William Isaac Chamberlain
William Isaac Chamberlain was born in Sharon , Connecticut in 1837. Shortly after his birth, his family moved to Ohio where he attended Western Reserve College ( Case Western Reserve University ) and upon graduation (1859) was appointed instructor in Greek. After six years, Dr. Chamberlain returned to his family's farm and proceeded to study and conduct agricultural experiments related to farm fertilizers, drainage, and crop rotation. He published his studies in agricultural journals and became widely known for his investigations of agricultural issues. Dr. Chamberlain was elected State Secretary of Agriculture of Ohio (1880-1886) and was instrumental in setting up Farmers' Institutes in every county of the state.

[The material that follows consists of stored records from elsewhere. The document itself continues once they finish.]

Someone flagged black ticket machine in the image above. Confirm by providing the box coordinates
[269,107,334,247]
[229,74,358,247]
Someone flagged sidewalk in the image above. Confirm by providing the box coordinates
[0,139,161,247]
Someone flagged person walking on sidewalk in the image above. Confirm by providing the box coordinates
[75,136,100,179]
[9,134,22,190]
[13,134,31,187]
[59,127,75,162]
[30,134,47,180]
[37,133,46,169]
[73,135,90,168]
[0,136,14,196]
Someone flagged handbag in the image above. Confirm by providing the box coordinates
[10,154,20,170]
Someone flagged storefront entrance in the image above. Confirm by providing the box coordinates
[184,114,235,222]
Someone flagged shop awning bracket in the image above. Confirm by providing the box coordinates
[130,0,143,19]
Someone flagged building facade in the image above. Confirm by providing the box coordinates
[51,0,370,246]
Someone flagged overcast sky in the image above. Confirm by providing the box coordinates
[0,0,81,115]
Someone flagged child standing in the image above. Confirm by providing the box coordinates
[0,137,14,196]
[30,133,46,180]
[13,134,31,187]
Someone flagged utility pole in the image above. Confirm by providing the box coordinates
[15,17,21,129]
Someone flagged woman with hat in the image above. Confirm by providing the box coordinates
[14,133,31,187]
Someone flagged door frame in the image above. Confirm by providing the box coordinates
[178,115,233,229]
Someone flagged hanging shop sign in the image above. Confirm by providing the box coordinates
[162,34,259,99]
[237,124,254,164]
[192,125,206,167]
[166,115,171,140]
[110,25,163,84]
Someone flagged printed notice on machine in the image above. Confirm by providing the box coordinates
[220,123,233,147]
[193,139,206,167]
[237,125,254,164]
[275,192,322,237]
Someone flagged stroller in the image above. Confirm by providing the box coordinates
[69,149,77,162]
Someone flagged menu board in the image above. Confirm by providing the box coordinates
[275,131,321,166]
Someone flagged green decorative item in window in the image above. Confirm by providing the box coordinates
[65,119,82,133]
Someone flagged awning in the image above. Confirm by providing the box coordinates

Dr. Chamberlain's reputation was well-known when he became the fourth President (1886-1890) of Iowa State College ( Iowa State University ). However, Dr. Chamberlain's presidency was a turbulent one. He regularly defended the college's curriculum which was often criticized by local citizens for not focusing enough on agriculture. On campus, many students opposed fraternities due to their secretive and exclusionary nature. Thus, his backing of student fraternities would eventually cost him the support of most of the students. He never did gain the favor of the faculty. Dr. Chamberlain resigned in 1890 and moved back to his Ohio farm where he continued to conduct agricultural experiments as well as write and lecture on agricultural issues. He served on the Board of Trustees of The Ohio State University and the Ohio Experiment Station and became Associate Editor of the Ohio Farmer and the National Stockman and Farmer.
William Chamberlain married Lucy Jones Marshall on July 16, 1863 and they had six children. Dr. Chamberlain died on June 30, 1920 , in Cleveland , Ohio.